Un informe de la UBA revela que el endeudamiento de las familias argentinas para cubrir consumos básicos ha alcanzado niveles alarmantes, superando incluso los registrados durante la pandemia. La morosidad en los créditos al consumo ha aumentado 9,6 puntos porcentuales, pasando del 2,5% al 12,1%, lo que representa un incremento cercano a cinco veces. Asimismo, la morosidad total de los hogares ha subido del 2,8% al 10,6%, situándose en cifras más altas que las observadas desde 2009, incluso durante el período más crítico de la pandemia.
Este deterioro se vincula directamente con el fuerte aumento del costo de vida, especialmente en servicios, que ha desbordado los ingresos de las familias. Desde diciembre de 2023, la inflación en servicios ha alcanzado alrededor del 362%, alterando la estructura del gasto familiar: mientras que antes se destinaba el 60% de los ingresos a bienes, ahora el 42% está destinado a servicios. Este cambio ha llevado a que las familias dependan cada vez más del crédito para sostener su nivel de consumo, con un incremento del 57% en el crédito al consumo desde el inicio de la gestión actual.

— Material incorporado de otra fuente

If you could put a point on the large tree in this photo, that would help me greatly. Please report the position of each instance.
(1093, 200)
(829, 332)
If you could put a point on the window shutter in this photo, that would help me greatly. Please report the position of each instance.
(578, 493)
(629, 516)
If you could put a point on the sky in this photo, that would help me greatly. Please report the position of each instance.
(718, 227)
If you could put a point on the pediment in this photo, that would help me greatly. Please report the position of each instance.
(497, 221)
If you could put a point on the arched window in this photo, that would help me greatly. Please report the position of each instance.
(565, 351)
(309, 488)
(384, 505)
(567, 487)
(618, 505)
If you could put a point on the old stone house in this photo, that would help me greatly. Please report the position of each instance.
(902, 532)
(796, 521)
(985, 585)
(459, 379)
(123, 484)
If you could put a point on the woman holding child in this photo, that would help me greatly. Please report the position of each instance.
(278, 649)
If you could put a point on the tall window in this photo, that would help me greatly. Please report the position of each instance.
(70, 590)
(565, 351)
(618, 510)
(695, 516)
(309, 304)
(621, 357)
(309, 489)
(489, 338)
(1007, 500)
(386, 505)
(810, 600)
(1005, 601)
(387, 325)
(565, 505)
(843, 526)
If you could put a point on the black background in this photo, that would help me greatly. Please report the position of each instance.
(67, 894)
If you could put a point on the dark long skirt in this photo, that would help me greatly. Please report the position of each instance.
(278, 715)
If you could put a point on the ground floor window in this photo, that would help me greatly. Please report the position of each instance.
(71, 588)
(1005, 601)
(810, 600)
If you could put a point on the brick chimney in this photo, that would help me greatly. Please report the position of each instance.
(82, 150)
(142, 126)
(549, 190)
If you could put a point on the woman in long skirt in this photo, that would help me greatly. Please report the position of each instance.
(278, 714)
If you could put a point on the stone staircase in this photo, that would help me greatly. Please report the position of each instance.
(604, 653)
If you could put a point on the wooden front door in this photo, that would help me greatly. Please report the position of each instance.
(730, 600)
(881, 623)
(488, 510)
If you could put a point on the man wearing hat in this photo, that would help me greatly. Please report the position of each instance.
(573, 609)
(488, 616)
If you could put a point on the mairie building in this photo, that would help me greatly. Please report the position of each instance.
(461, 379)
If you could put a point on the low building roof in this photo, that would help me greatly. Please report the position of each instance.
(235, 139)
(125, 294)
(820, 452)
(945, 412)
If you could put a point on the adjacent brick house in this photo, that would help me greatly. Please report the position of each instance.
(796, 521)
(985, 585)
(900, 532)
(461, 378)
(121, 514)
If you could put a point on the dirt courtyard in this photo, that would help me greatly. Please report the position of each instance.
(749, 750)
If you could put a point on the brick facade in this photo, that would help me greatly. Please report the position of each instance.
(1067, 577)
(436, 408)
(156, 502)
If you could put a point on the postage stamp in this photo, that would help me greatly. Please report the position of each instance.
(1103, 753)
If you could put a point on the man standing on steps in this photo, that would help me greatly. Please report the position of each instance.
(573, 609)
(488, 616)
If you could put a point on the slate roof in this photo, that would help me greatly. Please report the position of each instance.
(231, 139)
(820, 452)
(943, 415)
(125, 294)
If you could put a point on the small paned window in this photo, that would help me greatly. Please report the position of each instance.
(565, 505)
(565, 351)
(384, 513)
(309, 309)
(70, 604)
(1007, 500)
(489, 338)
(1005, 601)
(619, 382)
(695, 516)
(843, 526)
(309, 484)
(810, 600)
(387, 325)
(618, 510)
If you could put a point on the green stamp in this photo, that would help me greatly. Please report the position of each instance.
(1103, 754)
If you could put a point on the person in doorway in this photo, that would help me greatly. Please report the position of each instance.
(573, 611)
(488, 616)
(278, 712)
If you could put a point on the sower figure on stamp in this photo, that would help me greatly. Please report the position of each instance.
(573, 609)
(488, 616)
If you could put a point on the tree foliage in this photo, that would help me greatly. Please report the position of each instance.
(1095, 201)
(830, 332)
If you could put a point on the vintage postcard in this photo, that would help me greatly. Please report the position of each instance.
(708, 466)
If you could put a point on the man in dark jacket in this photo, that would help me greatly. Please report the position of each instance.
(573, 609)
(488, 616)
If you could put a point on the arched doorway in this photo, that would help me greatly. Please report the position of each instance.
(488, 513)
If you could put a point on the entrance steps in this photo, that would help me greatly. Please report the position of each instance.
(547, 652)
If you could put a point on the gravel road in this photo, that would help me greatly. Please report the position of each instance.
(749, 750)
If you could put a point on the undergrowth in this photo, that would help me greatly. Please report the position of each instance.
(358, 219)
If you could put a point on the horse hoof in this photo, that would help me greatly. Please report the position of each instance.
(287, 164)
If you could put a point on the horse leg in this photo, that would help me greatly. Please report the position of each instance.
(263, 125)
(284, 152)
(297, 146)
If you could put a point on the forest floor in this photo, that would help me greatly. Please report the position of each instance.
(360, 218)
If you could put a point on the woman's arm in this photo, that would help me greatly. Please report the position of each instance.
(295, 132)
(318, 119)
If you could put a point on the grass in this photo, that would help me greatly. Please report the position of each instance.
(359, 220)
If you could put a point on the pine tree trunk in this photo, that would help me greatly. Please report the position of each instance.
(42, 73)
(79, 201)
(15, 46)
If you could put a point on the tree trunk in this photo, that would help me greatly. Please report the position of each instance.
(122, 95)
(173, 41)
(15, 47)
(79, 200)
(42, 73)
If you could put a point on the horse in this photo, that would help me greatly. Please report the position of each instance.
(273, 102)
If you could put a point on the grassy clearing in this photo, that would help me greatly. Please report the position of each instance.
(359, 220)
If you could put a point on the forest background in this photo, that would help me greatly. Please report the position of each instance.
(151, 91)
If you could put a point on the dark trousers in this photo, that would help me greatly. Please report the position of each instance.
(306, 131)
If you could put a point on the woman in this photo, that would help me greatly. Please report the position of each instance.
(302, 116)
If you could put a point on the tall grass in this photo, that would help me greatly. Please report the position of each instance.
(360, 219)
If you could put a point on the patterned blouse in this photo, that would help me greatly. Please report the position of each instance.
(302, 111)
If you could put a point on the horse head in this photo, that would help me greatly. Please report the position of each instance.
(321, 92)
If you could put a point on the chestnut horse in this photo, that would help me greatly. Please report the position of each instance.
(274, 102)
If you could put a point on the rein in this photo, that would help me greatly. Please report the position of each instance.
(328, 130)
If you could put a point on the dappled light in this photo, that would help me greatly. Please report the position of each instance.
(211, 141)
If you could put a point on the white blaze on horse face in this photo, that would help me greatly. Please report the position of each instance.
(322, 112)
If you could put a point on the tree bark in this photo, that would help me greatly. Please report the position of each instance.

La coordinadora del Centro RA, Mara Pegoraro, destaca que el aumento en el uso de tarjetas de crédito y la morosidad reflejan una tendencia preocupante, donde las familias están utilizando el crédito no para expandir su consumo, sino para cubrir gastos corrientes. A pesar de que la situación actual responde a definiciones de política económica del gobierno, Pegoraro señala que no se trata simplemente de una falta de educación financiera, sino de una falta de previsibilidad en un contexto de elevada inestabilidad económica. Esto resalta la necesidad de un enfoque más integral para abordar el endeudamiento y la morosidad en el país.